Ziele, Mittel und Förderinstrumente

Die Bangerter-Stiftung stellte dem Förderprogramm in den Jahren 2012–2016 jährlich 1 Million Franken zur Verfügung. Gemäss Vereinbarung sollte das Programm
– mittel- bis langfristig zu einem nachhaltigen Ausbau der Forschungskompetenzen und -infrastrukturen im Bereich Versorgungsforschung in der Schweiz führen;
– qualitativ hochstehende Forschungsprojekte im Bereich der Versorgungsforschung im breitesten Sinne ermöglichen;
– den wissenschaftlichen Nachwuchs in diesem Bereich fördern;
– diesem Forschungszweig den entscheidenden Impuls geben, der ihn in die Lage versetzt, in Zukunft im Wettbewerb mit anderen Forschungsbereichen erfolgreich Fördergelder zu akquirieren.
Mit dem Begriff «Versorgungsforschung» wird ein ­weiter Bereich von Forschungsfragen abgedeckt. Das Förderprogramm definierte Versorgungsforschung in ­Anlehnung an Pfaff [5] als «fachübergreifendes Forschungsgebiet, das die Kranken- und Gesundheitsversorgung und ihre Rahmenbedingungen beschreibt und kausal erklärt, zur Entwicklung wissenschaftlich fundierter Versorgungskonzepte beiträgt, die Umsetzung neuer Versorgungskonzepte begleitend erforscht und die Wirksamkeit von Versorgungsstrukturen und -prozessen unter Alltagsbedingungen evaluiert.»
Das Förderprogramm bot den Gesuchstellern drei verschiedene Förderinstrumente an: Projektförderung (Maximalsumme CHF 100 000/Jahr über max. drei Jahre), personenbezogene Stipendien für Auslandaufenthalte (CHF 40 000) sowie «Seed Money» für Pilotprojekte (CHF 25 000).

Beurteilungskriterien und Prozedere

Eine 15-köpfige, interdisziplinär zusammengesetzte Expertenkommission war für die Evaluation der Gesuche zuständig.
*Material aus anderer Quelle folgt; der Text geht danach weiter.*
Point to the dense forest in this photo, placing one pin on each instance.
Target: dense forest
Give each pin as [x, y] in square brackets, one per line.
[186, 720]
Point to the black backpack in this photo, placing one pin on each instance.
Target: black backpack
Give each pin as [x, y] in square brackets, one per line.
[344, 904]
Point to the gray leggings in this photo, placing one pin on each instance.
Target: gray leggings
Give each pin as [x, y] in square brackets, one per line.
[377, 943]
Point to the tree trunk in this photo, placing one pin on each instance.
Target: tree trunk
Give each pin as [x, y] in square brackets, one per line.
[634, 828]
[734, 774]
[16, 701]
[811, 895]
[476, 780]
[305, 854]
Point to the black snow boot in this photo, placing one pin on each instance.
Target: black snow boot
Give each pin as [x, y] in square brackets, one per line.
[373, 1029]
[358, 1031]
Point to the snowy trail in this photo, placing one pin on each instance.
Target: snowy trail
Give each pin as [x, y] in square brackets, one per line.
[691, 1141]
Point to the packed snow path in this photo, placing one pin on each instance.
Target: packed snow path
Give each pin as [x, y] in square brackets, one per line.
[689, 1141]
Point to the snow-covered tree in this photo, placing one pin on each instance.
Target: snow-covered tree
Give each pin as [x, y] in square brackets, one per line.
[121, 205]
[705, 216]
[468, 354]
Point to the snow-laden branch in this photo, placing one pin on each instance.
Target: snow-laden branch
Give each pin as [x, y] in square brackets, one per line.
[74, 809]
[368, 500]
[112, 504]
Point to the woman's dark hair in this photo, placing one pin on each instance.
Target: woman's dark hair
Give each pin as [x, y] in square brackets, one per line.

Vorgelagert erfolgte eine erste Prüfung durch das SAMW-Generalsekretariat und den Kommissionspräsidenten; sofern die eingereichten Projekte dem Förderzweck entsprachen, wurden sie jeweils zwei Experten vorgelegt und nach folgenden Kriterien evaluiert:
– Beurteilung der Person
(max. 8 Punkte): Ausbildung, Werdegang, Umfeld, bisherige wissenschaftliche Leistung, Fachkompetenz in Bezug auf das Projekt;
– Beurteilung des Projektes
(max. 16 Punkte): Wissenschaftliche Bedeutung, Aktualität des Projekts, Originalität der Fragestellung, Eignung des methodischen Vorgehens, Machbarkeit des Projekts, Vernetzung, Nachhaltigkeit, Return on Investment.
Die Punktzahlen beider Experten wurden addiert und die Gesuche anhand dieser Summen in eine Rangliste gebracht. Im Rahmen der Evaluationssitzung wurden diejenigen Gesuche im Detail diskutiert, die ein Total von ≥38 (von max. 48) erreicht hatten. Zudem wurden diejenigen Gesuche geprüft, die zwar kein Total ≥38, jedoch einen grossen Unterschied zwischen den beiden Einzelbeurteilungen aufwiesen.
Bei den als förderwürdig befundenen Gesuchen konnten Anpassungen am Budget vorgenommen oder inhaltliche Auflagen formuliert werden. Auf Basis dieser Selektionsschritte wurde der Bangerter-Stiftung schliesslich ein Fördervorschlag unterbreitet. Dem Stiftungsrat war es jeweils vorbehalten, über diesen Fördervorschlag zu entscheiden; er wich jedoch nie davon ab.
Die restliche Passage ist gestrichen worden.